Within the Israeli art field, there have been fierce debates since its inception about the local art's relationship to the culture of the Old Masters, the very knowledge and skill in painting, and the charismatic and thematic richness in visual art. The local field seeks to differentiate itself from art history by being non-figurative (perhaps related to the Jewish injunction "You shall not make for yourself a graven image"), with certain forces in the local scene leading to a distrust of technical skill in painting and drawing. It is difficult to pinpoint the origin of this distrust; perhaps it is due to Israeli art being somewhat late to modernity, abstraction, and the expressions of the first half of the twentieth century, and the fear that technical skill is reactionary. As has been written more than once, the local field erroneously identified charisma and philosophical depth as characteristics of Christian painting and differentiated itself by insisting on flatness and a non-charismatic model. This discourse has become quite outdated in recent years, largely thanks to Garbian's work. His paintings are a model of dialogue here/there. They are a model of an attitude that does not harbor an inferiority complex towards the culture of the Old Masters. They are a model of spiritual and intellectual depth that structures his paintings as a psychoanalytic and meta-artistic discourse (referring to my own article*).
Garbian's positioning as a contemporary Israeli master constantly reminds every active artist that it is possible to be Israeli and connected to the Old Masters.

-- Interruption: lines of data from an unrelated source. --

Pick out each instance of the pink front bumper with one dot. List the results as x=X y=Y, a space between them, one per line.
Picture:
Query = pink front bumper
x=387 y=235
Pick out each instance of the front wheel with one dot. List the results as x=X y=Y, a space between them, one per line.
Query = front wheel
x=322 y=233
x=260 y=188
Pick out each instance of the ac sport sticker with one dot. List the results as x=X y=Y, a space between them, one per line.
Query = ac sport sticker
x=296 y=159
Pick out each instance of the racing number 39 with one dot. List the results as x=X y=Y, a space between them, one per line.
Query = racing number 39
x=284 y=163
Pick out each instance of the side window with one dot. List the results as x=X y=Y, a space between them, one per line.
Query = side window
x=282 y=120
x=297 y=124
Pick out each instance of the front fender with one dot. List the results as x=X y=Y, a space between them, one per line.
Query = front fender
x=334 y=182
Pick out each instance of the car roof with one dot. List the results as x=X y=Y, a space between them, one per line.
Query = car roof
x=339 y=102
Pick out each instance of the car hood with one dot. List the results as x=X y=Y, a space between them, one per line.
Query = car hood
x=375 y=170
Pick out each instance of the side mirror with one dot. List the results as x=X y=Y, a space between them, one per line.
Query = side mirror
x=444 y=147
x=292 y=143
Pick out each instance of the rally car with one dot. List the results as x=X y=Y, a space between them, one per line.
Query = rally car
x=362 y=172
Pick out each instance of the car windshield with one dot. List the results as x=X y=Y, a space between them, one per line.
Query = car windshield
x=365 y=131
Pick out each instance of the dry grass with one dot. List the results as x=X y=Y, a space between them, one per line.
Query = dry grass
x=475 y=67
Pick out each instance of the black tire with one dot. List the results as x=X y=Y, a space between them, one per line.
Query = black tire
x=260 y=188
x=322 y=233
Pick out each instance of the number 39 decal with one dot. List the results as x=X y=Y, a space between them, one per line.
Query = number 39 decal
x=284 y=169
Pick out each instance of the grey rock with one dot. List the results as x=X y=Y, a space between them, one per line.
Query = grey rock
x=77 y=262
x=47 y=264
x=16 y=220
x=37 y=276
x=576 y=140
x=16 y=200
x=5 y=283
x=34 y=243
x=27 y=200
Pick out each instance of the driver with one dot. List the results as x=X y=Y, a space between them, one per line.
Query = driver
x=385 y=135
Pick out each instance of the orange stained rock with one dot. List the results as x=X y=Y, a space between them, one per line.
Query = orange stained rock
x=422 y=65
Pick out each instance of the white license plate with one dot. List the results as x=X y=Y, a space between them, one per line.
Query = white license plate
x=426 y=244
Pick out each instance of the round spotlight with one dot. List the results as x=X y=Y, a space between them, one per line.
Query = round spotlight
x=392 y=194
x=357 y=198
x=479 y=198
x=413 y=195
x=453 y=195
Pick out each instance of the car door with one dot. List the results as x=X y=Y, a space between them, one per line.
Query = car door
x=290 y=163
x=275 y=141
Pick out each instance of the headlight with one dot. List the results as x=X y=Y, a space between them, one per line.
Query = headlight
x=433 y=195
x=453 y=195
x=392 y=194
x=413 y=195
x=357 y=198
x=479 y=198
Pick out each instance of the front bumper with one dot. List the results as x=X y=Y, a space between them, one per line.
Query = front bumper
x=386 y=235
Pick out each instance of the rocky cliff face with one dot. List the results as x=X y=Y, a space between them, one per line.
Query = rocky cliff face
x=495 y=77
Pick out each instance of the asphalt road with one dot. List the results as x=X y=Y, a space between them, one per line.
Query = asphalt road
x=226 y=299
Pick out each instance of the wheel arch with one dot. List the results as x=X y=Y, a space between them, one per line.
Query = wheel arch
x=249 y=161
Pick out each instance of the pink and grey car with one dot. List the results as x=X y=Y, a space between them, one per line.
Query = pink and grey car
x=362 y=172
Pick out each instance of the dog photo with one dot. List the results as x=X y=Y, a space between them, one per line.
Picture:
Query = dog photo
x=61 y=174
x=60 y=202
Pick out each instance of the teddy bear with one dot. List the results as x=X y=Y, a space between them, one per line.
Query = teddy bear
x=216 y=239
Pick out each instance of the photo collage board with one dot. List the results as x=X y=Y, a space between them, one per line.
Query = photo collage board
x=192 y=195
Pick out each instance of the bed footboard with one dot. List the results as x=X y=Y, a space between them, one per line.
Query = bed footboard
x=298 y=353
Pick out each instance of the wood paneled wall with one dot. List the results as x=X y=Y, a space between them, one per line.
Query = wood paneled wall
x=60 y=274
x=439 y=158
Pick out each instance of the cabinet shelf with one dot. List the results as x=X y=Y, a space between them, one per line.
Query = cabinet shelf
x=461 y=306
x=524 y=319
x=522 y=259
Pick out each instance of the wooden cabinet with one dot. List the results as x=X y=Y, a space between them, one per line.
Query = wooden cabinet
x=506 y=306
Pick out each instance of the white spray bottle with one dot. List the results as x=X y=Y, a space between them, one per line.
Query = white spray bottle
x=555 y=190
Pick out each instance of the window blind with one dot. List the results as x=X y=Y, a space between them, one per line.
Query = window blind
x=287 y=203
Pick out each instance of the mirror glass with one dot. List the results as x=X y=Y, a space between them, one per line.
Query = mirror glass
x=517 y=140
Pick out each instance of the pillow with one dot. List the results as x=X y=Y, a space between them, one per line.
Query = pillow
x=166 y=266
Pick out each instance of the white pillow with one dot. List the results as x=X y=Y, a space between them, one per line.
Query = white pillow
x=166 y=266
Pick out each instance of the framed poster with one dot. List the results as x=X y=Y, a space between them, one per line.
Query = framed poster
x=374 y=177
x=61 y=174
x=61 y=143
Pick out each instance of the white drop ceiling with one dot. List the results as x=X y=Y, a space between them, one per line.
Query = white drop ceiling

Israeli and virtuously skilled in painting and drawing. Israeli and profound. And all this without falling into any traps of conservatism or reaction. Garbian's paintings are a philosophical and psychoanalytic discourse on a wide range of questions about the body, representation, the essence of the act of drawing, time, and meditation. They summon the Old Masters, and they do so in a painterly Hebrew, in an Israeli manner of painting.